Technology doesn’t stand still and neither do we. Our expert team is continuously running tests to refine the performance of our cutting-edge scanners and systems for art analysis.

We are also rolling out new services to make art analysis and authentication easier, including macrophotography, which is now a standard feature for each scanned object.

Future plans for new services include:

Material resolving x-ray laminography

Both high-resolution x-ray radiography (HRXR) and material resolving x-ray radiography (MRXR) provide invaluable information. However, neither can distinguish in 3D the layering of various pigments used in a painting or other fine art object. This limitation is to be overcome by the laminography technique, which allows for the creation of a 3D map of materials present in the investigated object. Laminography in combination with x-ray imaging is a cutting-edge technique currently under development in our company.

Practical application examples:

X-ray spyglass

How about having all of the techniques mentioned above in an easy-to-carry briefcase? What if you need to check only a small piece of a painting to make sure that it is signed by the artist whom your client believes is the author? We are currently developing a highly portable x-ray spyglass—combining a handheld x-ray source and our MiniPIX camera—which will let you do just that.

Multimodal device

The essence of multimodal analysis is the combination of available exploration tools across a range of electromagnetic spectrum, such as infrared reflectography (IR), ultraviolet luminescence (UV), x-ray fluorescence (XRF), x-ray radiography (x-ray), and daylight macrophotography.

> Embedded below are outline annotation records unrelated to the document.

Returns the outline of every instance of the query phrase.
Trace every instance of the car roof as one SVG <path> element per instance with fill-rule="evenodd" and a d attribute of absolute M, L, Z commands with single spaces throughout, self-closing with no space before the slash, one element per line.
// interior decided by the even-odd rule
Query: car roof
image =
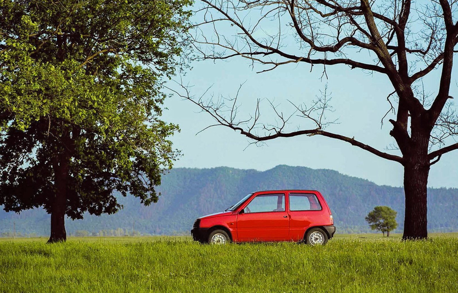
<path fill-rule="evenodd" d="M 271 192 L 275 191 L 316 191 L 316 192 L 319 192 L 318 190 L 316 190 L 313 189 L 278 189 L 274 190 L 256 190 L 256 191 L 253 191 L 253 193 L 255 193 L 256 192 Z"/>

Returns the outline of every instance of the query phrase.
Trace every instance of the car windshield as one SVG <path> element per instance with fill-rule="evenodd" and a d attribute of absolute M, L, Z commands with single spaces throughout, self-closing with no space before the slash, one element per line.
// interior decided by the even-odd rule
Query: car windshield
<path fill-rule="evenodd" d="M 246 201 L 246 200 L 248 199 L 248 198 L 250 197 L 250 196 L 251 196 L 252 195 L 253 195 L 252 193 L 250 193 L 250 194 L 247 195 L 245 197 L 244 197 L 242 199 L 241 199 L 240 201 L 239 201 L 238 202 L 237 202 L 235 205 L 234 205 L 234 206 L 231 206 L 230 207 L 229 207 L 229 208 L 228 208 L 228 209 L 227 209 L 226 210 L 226 211 L 235 211 L 235 210 L 236 210 L 237 209 L 237 208 L 238 208 L 239 206 L 240 206 L 240 205 L 241 205 L 242 203 L 243 203 L 244 202 L 245 202 L 245 201 Z"/>

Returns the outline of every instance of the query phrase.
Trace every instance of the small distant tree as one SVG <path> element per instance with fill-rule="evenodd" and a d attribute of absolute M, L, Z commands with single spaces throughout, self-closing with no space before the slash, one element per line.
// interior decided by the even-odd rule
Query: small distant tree
<path fill-rule="evenodd" d="M 376 206 L 367 215 L 365 219 L 371 229 L 381 231 L 384 236 L 385 232 L 387 232 L 387 237 L 389 237 L 390 231 L 398 227 L 396 219 L 397 214 L 397 212 L 389 206 Z"/>

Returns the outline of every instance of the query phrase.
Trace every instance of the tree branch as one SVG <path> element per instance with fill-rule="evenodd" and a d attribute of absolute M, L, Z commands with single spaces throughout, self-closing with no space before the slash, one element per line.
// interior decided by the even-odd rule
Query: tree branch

Merging all of these methods into a single device (RToo) will create a unique tool for the perfect mapping of the technological construction of a work of art, which is essential for the correct determination of its authenticity.


High-quality macrophotography combined with an x-ray image

High-quality macrophotography of an investigated artwork combined with an x-ray image provides important information about the correlation of the interior structure seen by x-rays and by photography of the object’s surface. Macrophotography takes place within the x-ray scanner, which allows for a high-resolution image aligned precisely at the pixel level with the x-ray image. The spatial resolution is also at the level of 20 to 50 µm. A high-quality, full-area macro image of the artwork forms the basis for post-production digital analysis. This technology allows for the examination of the entire area of an image at the macroscopic scale. With the help of full-area macroscopic mapping, it is possible to perform comparisons and surveys necessary for the verification of artwork authenticity.